RAS is a complex cardiovascular regulatory system, which is a signal pathway to regulate the homeostasis of vascular functions [10]. In the past 40 years, it has been clear that RAS exists in most tissues, including the lung. RAS is mainly composed of two antagonistic and coordinated axes (ACE-Ang II-AT1R and ACE2/Ang-(1-7)/Mas) [11]. ACE could enhance the contraction of blood vessels and promote the proliferation of vascular smooth muscle and endothelial cells, playing an important role in the occurrence and development of pulmonary hypertension [11]. Besides, the activity of ACE directly determined the formation of Ang Ⅱ and the binding with AT1R, producing strong vasoconstriction. ACE is mainly distributed in vascular endothelial cells, while ACE2 is widely distributed in the heart.

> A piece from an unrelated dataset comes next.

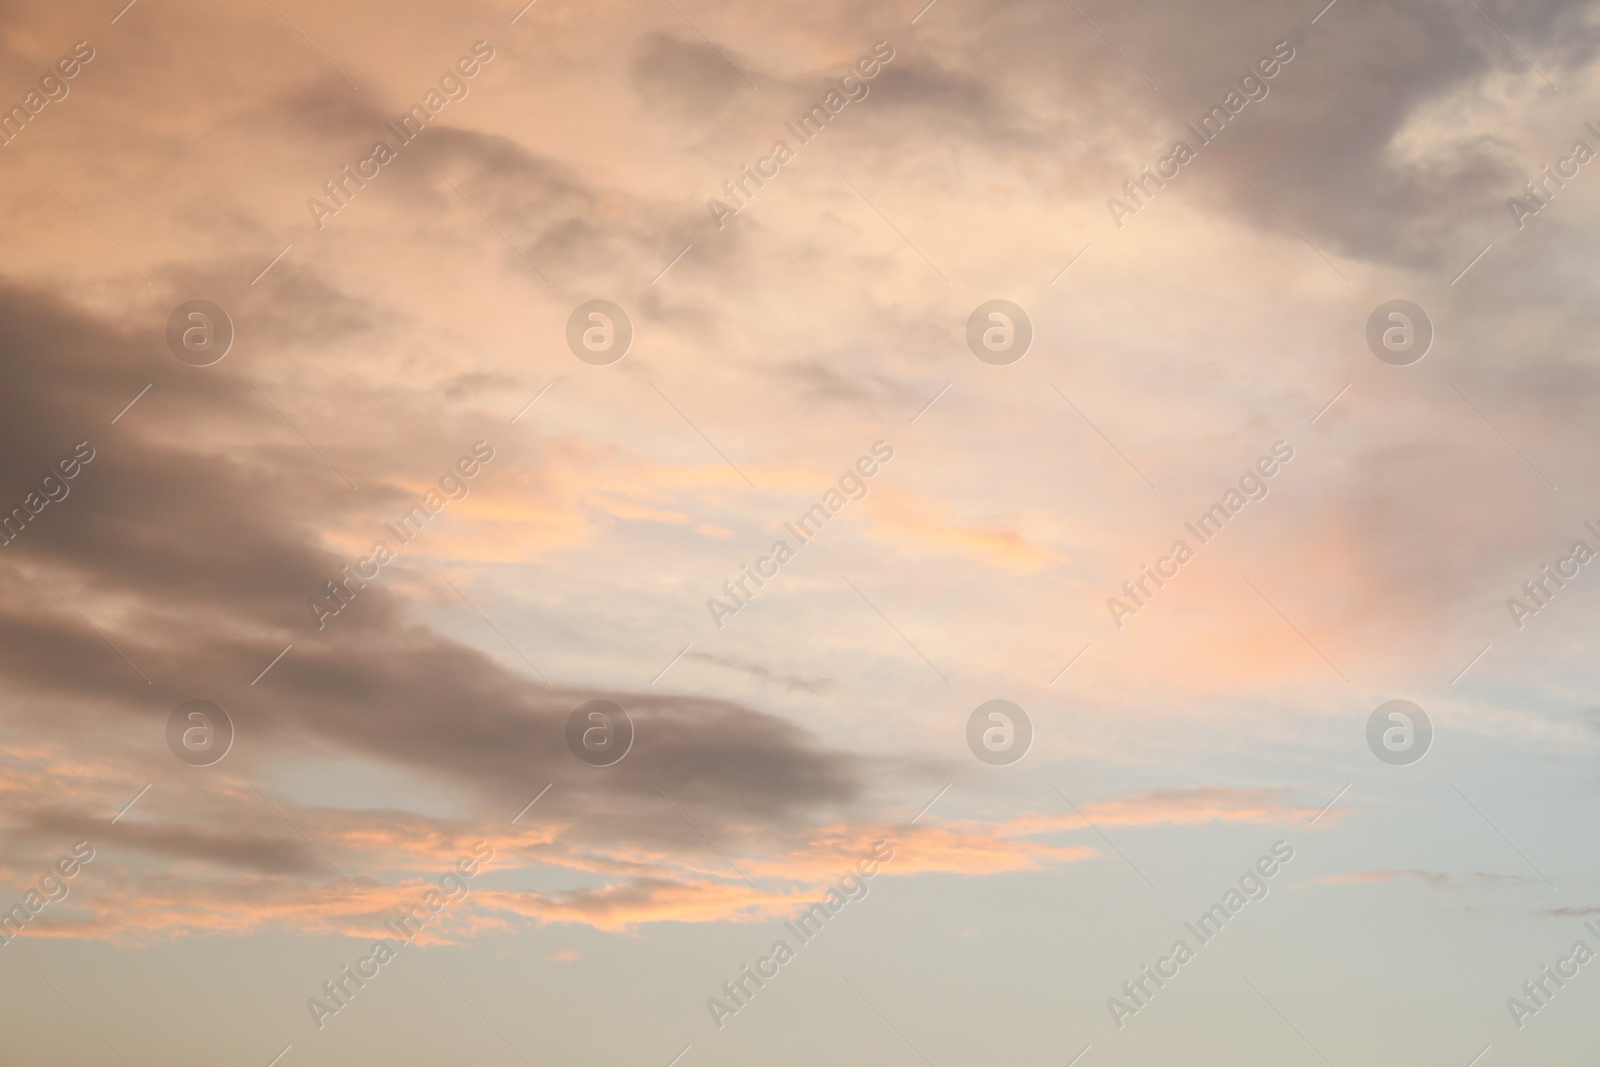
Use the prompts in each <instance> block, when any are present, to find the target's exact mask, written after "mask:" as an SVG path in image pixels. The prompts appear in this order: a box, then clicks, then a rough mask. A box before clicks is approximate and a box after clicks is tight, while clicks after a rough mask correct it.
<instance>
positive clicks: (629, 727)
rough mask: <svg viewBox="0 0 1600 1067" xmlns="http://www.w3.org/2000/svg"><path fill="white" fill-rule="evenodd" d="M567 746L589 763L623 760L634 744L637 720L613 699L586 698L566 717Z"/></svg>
mask: <svg viewBox="0 0 1600 1067" xmlns="http://www.w3.org/2000/svg"><path fill="white" fill-rule="evenodd" d="M566 747H568V749H571V750H573V755H576V757H578V758H579V760H582V761H584V763H587V765H589V766H611V765H613V763H621V761H622V757H626V755H627V750H629V749H632V747H634V720H632V718H629V715H627V712H626V710H622V709H621V707H619V705H618V704H614V702H611V701H584V702H582V704H579V705H578V707H576V709H573V713H571V715H568V717H566Z"/></svg>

It was found that ACE2 could hydrolyze Ang II to Ang (1 ≤ 7), which has the capacity of inhibiting the proliferation of PASMCs [12]. Therefore, as an important vascular protector in RAS system, ACE2 protected blood vessels and downregulated inflammatory factors by inhibiting the vasoconstriction, cell proliferation, and fibrosis [12]. The deletion of MAS receptor could interrupt the balance between its oxidant and antioxidant effects, contributing to vascular endothelial dysfunction and eventually leading to pulmonary hypertension [13, 14]. It was found that the balance between ACE-Ang II-AT1R axis and ACE2-Ang (1 ≤ 7)-MAS axis was damaged in HPH, which may be potential as its new treating target [15]. In this research, the impact of VORA to the protein expressions of ACE, Ang II, and AT1R in HPH rats and PASMCs were investigated. WB analysis showed that VORA could significantly reduce the protein expressions of ACE, Ang II, and AT1R in lung tissue in HPH rats and PASMCs (P < 0.05). The protein levels of ACE2 as well as MAS were significantly decreased after induced by hypoxia and then increased by VORA treatment in HPH rats and PASMCs (P < 0.05).

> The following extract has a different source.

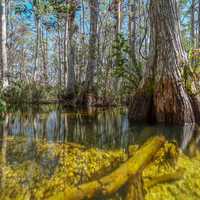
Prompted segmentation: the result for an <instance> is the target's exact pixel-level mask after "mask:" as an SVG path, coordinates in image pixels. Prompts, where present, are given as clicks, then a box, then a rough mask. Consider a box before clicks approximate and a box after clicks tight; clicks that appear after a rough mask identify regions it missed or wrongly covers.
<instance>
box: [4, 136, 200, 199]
mask: <svg viewBox="0 0 200 200" xmlns="http://www.w3.org/2000/svg"><path fill="white" fill-rule="evenodd" d="M4 142H5V143H6V145H3V147H4V148H5V149H3V148H2V152H1V153H0V169H1V170H0V177H1V179H0V180H1V185H0V200H10V199H16V200H17V199H19V200H29V199H33V200H34V199H36V200H37V199H38V200H40V199H48V197H51V196H52V195H54V194H57V193H58V192H60V191H63V190H64V188H66V187H74V186H78V185H79V184H81V183H85V182H88V181H91V180H94V179H97V178H99V177H101V176H104V175H106V174H108V173H109V172H110V171H112V170H113V169H115V168H116V167H118V166H119V165H120V164H121V163H122V162H124V161H126V160H127V155H126V153H124V152H123V151H122V150H115V151H105V150H99V149H96V148H86V147H84V146H81V145H78V144H71V143H68V144H60V143H48V142H44V141H40V140H39V141H34V142H32V141H27V140H26V139H23V138H17V139H16V138H14V137H7V139H6V141H4ZM30 146H32V147H31V148H30ZM136 150H137V147H136V146H131V147H130V148H129V151H130V152H129V154H130V155H131V156H132V155H133V156H134V153H133V154H132V151H134V152H135V151H136ZM5 152H6V153H5ZM32 154H34V155H32ZM155 158H156V160H155V161H154V162H153V163H152V164H151V165H149V166H148V167H147V168H146V169H145V170H144V172H143V179H144V186H145V192H146V194H145V200H179V199H184V200H185V199H187V200H199V199H200V153H199V152H198V151H197V152H196V154H195V156H193V157H192V158H189V157H188V156H186V155H184V154H183V153H179V154H178V153H177V149H176V146H175V145H171V144H169V143H166V144H165V147H164V149H161V150H160V151H159V152H158V153H157V154H156V156H155ZM177 169H184V175H183V177H182V179H181V180H178V181H172V182H165V183H159V184H156V185H154V186H152V187H148V188H147V187H146V185H147V183H148V182H149V181H150V179H149V177H157V176H160V175H163V174H170V173H172V172H175V171H176V170H177ZM113 181H114V180H113ZM113 198H114V199H123V198H122V197H120V195H119V194H115V196H114V197H113ZM113 198H112V199H113Z"/></svg>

Rhodiola tangutica is an essential herbal of traditional Tibetan medicine. Volatile oil is an effective component with multiple biological activities. In order to reveal the chemical constituents of VORA against HPH, 48 compounds were identified by GC-MS method. Flavonoids and phenylalanine in VORA have been considered to be effective substances against hypoxia [16]. Unexpectedly, VORA also has a good antihypoxia effect. Furthermore, we also found that VORA can significantly inhibit the abnormal proliferation of hypoxia-stimulated PASMCs.

5. Conclusions

This study investigated the intervention mechanism of volatile oil of Rhodiola tangutica (VORA) in HPH. 48 chemical components were detected in VORA using the GC-MS method. Our study suggested that it may be a potential HPH-preventive agent. We found that the administration of VORA reduced the mPAP in HPH rats based on the improvement of pulmonary small vessel morphology and the reversal of PASMC proliferation induced by hypoxia whose mechanism was related to the decreased ACE, Ang II, and AT1R expression levels, as well as the increased ACE2 and MAS levels. Based on the above facts, VORA has the potential to treat HPH. Further research on elucidating the material base and mechanism in detail is ongoing.